The state of Connecticut is expecting to end the year with a $22.9 million budget deficit, according to Office of Policy and Management Secretary Melissa McCaw.
In her monthly letter to state Comptroller Kevin Lembo, McCaw wrote: “While the projected shortfall represents only about 0.1 percent of the General Fund, agencies are making efforts to curtail hiring and discretionary expenditures, and the governor is prepared to exercise recission authority if necessary to mitigate against ending the year with an operating deficit.”
Lembo’s most recent estimate was that the state would end the year with a $31.6 million deficit.
Connecticut’s rainy day fund is on track to end the year with $2.8 billion, or 13.9% of the general fund, by the beginning of the next fiscal year, according to McCaw.
In her letter, McCaw estimates a net shortfall of $18.9 million, including projected shortages of $35 million in the State Employees’ Health Service Cost account to reflect higher than expected claims experience and premium costs; $1.5 million in the Employers’ Social Security Tax account; and $1.4 million in the state employees retirement defined contribution match account.
“Partially offsetting these shortfalls are a projected lapse of $2.5 million in the Unemployment Compensation account; a $3 million lapse in the Other Post Employment Benefits account; and a $13.5 million lapse in the Higher Education Alternate Retirement Program (ARP), which is attributable to 1,600 employees shifting from ARP to SERS as an outcome of a grievance award,” McCaw wrote.

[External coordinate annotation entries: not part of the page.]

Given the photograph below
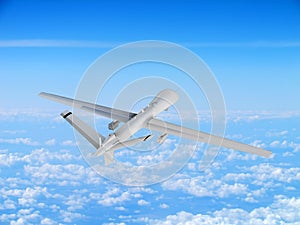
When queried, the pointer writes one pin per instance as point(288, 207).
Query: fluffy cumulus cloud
point(204, 186)
point(283, 211)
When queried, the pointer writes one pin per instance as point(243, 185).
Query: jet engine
point(113, 125)
point(162, 138)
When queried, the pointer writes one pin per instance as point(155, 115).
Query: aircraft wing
point(173, 129)
point(115, 114)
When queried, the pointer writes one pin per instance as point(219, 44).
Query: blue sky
point(253, 50)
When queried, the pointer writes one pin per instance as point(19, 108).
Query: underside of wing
point(173, 129)
point(115, 114)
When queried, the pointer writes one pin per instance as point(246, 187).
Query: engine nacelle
point(162, 138)
point(113, 125)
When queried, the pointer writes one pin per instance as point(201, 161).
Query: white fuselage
point(161, 102)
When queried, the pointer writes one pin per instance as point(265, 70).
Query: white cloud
point(25, 141)
point(283, 211)
point(205, 185)
point(62, 175)
point(113, 197)
point(50, 142)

Other factors contributing to the budget shortfall include $6.5 million at the Department of Emergency Services and Public Protection; $1.5 million at the Department of Mental Health and Addiction Services; $13.8 million in the Department of Social Services Medicaid account; $1.8 million at the Office of Early Childhood; and $11 million at the Department of Correction.
Lembo’s next budget projection will be released on Jan. 2.